Analysis of gene expression and protein synthesis related to hypobiosis of Teladorsagia circumcincta

2017 
Teladorsagia circumcincta is an important causative agent of parasitic gastroenteritis in small ruminants in temperate regions. Under unfavourable environmental conditions, T. circumcincta is able to arrest larval development within a host (hypobiosis); molecular and biochemical mechanisms of this phenomenon have not yet been fully described. Hypobiosis is in principle similar to the “dauer larva”, a well defined developmental stage of the free-living nematode Caenorhabditis elegans. The expression of daf genes in T. circumcincta infective larvae was analyzed using the microarray chip designed for C. elegans. T. circumcincta larvae induced to hypobiosis (I) were compared to T. circumcincta larvae with standard development (S). In the group “I” we identified 33 genes as significantly differentially expressed; in the group “S” 12 genes were downregulated and 21 genes were upregulated. The microarray results were correlated to the dataset of proteins mass spectrometrically identified in excretory-secretory products of nematodes from both groups. Proteins considered to be involved in hypobiosis pathways were detected, but no significant differences in relative expression of these proteins between compared groups were observed.
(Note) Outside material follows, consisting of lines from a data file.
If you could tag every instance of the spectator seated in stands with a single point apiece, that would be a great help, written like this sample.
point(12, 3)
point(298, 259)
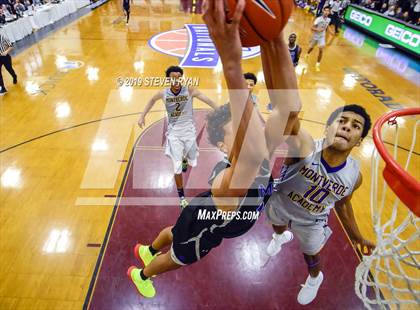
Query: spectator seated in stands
point(20, 8)
point(2, 16)
point(390, 12)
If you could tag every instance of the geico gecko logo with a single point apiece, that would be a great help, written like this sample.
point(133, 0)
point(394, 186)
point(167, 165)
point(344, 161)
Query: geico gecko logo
point(193, 46)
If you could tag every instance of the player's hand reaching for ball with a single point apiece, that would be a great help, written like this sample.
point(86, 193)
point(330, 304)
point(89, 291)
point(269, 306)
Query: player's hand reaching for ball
point(225, 35)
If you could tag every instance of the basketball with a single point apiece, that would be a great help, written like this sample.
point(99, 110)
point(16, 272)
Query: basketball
point(261, 20)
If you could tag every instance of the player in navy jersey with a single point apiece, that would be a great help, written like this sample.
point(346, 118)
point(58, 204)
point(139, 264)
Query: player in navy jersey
point(242, 182)
point(126, 8)
point(294, 49)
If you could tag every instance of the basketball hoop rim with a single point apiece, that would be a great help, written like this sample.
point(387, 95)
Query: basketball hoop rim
point(401, 182)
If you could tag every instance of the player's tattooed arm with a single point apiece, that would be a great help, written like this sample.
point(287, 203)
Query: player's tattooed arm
point(344, 210)
point(281, 82)
point(149, 105)
point(248, 149)
point(200, 96)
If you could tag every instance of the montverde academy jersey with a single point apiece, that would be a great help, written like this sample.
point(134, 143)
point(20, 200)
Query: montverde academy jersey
point(179, 108)
point(310, 188)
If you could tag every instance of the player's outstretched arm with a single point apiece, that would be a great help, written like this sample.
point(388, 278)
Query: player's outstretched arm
point(281, 82)
point(345, 212)
point(149, 105)
point(200, 96)
point(249, 147)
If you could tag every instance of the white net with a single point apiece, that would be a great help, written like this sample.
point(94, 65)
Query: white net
point(390, 277)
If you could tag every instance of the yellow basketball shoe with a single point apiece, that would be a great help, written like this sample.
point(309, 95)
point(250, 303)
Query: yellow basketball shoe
point(142, 253)
point(144, 287)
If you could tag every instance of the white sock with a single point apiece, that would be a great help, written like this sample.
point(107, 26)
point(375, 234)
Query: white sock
point(314, 281)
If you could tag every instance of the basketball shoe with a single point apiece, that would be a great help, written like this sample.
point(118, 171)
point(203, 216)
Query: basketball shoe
point(309, 290)
point(143, 254)
point(144, 287)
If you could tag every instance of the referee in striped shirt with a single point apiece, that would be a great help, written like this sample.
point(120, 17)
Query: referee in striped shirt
point(6, 60)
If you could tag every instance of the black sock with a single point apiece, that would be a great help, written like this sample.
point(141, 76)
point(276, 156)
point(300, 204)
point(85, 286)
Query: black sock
point(181, 192)
point(152, 250)
point(142, 276)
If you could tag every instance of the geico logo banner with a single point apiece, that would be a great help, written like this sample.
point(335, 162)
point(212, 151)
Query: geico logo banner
point(405, 36)
point(361, 18)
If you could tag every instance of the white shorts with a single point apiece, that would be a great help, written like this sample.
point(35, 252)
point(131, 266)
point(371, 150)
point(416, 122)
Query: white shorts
point(312, 237)
point(177, 148)
point(317, 41)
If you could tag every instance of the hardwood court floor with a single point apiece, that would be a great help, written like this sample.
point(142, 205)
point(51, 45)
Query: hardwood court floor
point(66, 135)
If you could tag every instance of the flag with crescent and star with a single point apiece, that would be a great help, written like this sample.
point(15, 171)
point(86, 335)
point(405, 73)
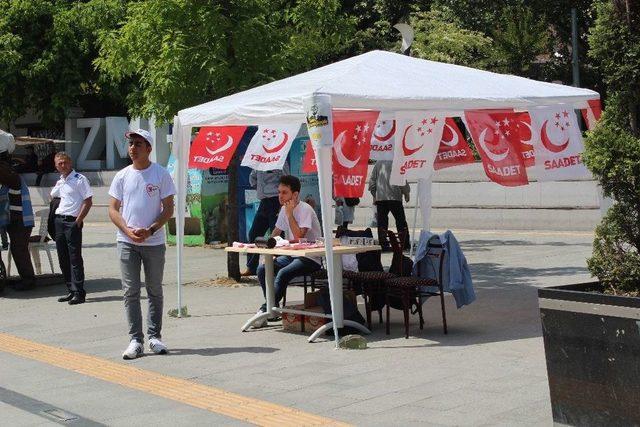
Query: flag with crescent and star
point(558, 144)
point(269, 147)
point(383, 138)
point(418, 140)
point(309, 159)
point(496, 134)
point(214, 146)
point(351, 145)
point(592, 113)
point(454, 149)
point(527, 138)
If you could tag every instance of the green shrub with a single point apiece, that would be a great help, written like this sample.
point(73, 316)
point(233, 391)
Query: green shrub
point(612, 154)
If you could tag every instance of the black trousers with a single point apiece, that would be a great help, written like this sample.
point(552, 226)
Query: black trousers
point(19, 237)
point(264, 220)
point(69, 246)
point(397, 210)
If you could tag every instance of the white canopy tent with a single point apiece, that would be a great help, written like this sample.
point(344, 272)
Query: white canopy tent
point(378, 80)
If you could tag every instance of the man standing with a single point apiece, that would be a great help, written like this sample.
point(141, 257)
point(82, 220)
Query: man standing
point(388, 198)
point(141, 203)
point(16, 213)
point(76, 198)
point(298, 220)
point(266, 184)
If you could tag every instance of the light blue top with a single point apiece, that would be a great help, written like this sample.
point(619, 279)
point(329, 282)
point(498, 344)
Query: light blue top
point(456, 276)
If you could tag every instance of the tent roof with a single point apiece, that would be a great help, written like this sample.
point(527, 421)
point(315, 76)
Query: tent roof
point(383, 81)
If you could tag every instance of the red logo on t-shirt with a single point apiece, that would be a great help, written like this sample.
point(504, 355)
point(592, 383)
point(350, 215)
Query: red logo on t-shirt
point(151, 189)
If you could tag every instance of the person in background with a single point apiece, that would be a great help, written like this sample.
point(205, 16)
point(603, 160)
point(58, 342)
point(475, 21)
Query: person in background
point(4, 238)
point(298, 220)
point(16, 212)
point(388, 198)
point(141, 204)
point(30, 162)
point(76, 198)
point(46, 163)
point(345, 211)
point(266, 184)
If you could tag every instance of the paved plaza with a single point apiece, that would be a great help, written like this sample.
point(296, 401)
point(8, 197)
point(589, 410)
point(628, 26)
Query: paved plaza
point(489, 369)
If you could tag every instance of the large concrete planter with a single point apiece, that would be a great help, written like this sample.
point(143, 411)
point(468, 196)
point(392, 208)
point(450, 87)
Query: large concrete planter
point(592, 348)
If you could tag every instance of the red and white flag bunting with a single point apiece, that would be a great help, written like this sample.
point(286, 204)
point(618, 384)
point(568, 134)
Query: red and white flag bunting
point(592, 113)
point(454, 149)
point(384, 135)
point(351, 146)
point(418, 139)
point(309, 159)
point(527, 138)
point(269, 147)
point(497, 138)
point(214, 146)
point(558, 144)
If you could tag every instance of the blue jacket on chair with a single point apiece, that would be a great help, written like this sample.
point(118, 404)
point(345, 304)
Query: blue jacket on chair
point(456, 276)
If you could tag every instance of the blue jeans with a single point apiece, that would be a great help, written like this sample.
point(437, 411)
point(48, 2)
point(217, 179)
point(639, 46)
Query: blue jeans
point(285, 269)
point(133, 258)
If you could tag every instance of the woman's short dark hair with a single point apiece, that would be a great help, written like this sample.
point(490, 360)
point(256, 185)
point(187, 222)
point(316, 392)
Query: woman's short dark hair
point(291, 181)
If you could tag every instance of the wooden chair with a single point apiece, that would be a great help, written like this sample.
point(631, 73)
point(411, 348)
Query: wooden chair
point(409, 290)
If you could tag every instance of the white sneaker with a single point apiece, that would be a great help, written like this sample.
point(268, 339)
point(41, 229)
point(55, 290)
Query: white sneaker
point(133, 351)
point(260, 323)
point(157, 346)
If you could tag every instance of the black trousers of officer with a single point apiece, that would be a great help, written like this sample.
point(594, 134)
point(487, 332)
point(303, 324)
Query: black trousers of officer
point(69, 246)
point(384, 207)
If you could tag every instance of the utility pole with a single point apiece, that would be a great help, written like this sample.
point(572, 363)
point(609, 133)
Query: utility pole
point(574, 47)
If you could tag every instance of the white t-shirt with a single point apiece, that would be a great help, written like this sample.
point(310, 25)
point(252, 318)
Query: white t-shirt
point(72, 190)
point(306, 217)
point(140, 193)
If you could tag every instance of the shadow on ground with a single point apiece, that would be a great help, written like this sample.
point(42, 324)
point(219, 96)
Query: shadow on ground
point(92, 286)
point(506, 309)
point(220, 351)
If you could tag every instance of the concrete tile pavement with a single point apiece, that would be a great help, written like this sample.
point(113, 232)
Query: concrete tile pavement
point(489, 369)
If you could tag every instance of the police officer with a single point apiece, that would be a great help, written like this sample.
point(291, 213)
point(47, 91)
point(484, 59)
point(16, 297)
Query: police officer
point(16, 213)
point(75, 195)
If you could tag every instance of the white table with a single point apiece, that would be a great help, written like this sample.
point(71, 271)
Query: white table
point(272, 311)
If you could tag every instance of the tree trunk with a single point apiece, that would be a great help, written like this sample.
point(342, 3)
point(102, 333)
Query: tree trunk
point(233, 258)
point(633, 118)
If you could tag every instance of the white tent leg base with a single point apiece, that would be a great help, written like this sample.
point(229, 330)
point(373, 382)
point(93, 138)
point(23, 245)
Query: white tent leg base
point(322, 329)
point(254, 319)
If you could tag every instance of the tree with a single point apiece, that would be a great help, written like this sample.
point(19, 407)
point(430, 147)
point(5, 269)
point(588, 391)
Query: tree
point(46, 54)
point(519, 39)
point(440, 36)
point(613, 148)
point(227, 47)
point(615, 47)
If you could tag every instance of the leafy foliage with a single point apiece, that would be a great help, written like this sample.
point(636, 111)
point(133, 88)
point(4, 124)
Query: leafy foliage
point(613, 155)
point(615, 42)
point(46, 54)
point(613, 147)
point(519, 39)
point(440, 36)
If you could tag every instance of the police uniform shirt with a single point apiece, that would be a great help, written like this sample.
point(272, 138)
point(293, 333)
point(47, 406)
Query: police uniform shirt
point(72, 190)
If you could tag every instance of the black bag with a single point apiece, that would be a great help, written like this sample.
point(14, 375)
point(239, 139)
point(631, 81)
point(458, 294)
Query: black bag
point(351, 201)
point(367, 261)
point(349, 310)
point(51, 220)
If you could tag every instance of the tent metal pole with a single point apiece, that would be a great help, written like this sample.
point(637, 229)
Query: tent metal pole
point(320, 127)
point(181, 174)
point(415, 218)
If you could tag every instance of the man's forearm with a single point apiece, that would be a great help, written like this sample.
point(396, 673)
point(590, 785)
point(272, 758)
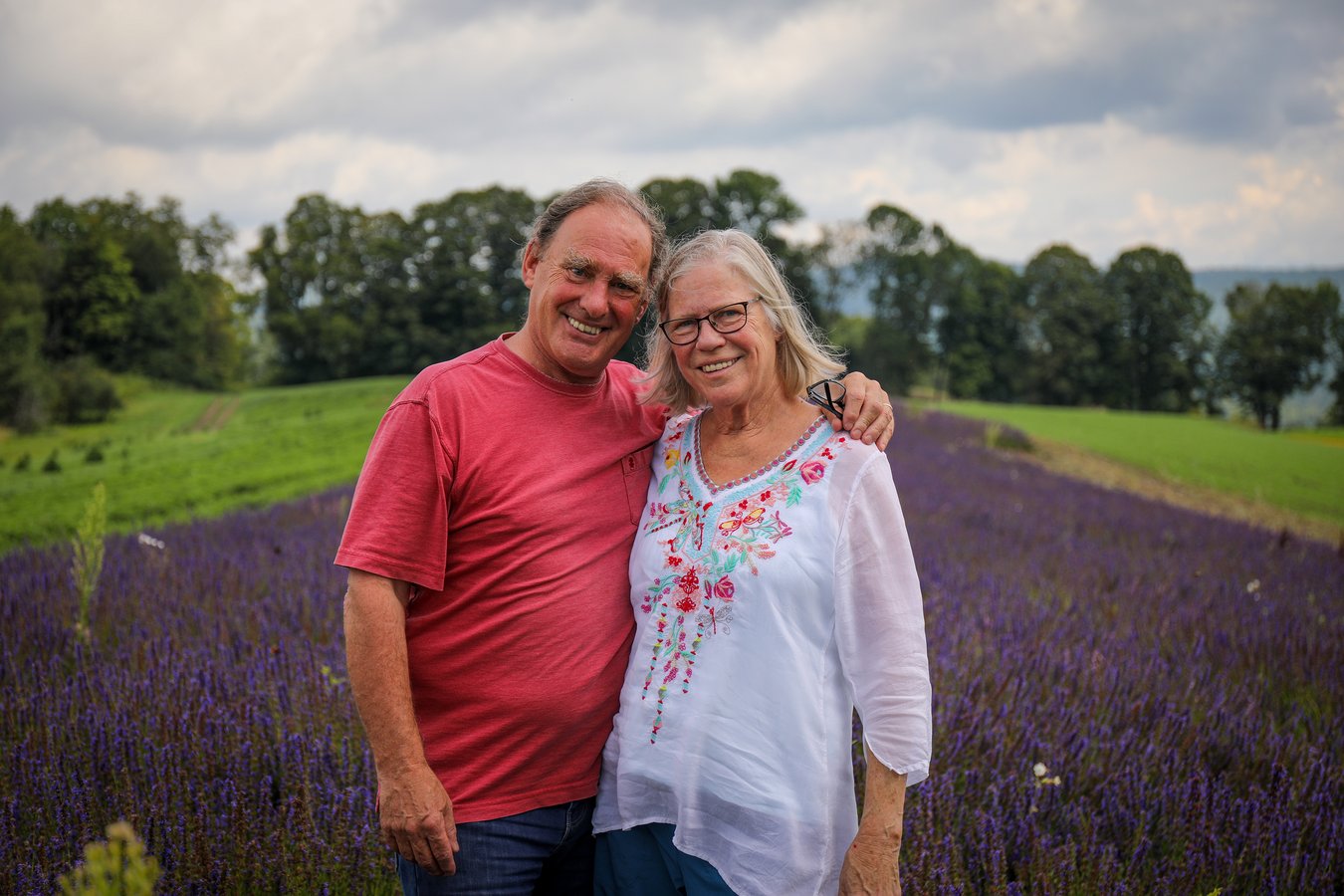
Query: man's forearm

Only four differentially expressed genes detected by the microarray analysis were assigned to at least one protein that was identified by mass spectrometry, but showed opposite relative expression. Only one gene-protein pair exhibited the equal expression trend in both the microarray and the mass spectrometry data. We can conclude that further qPCR gene expression analysis of gene candidates should be the next step in investigation of hypobiosis molecular background.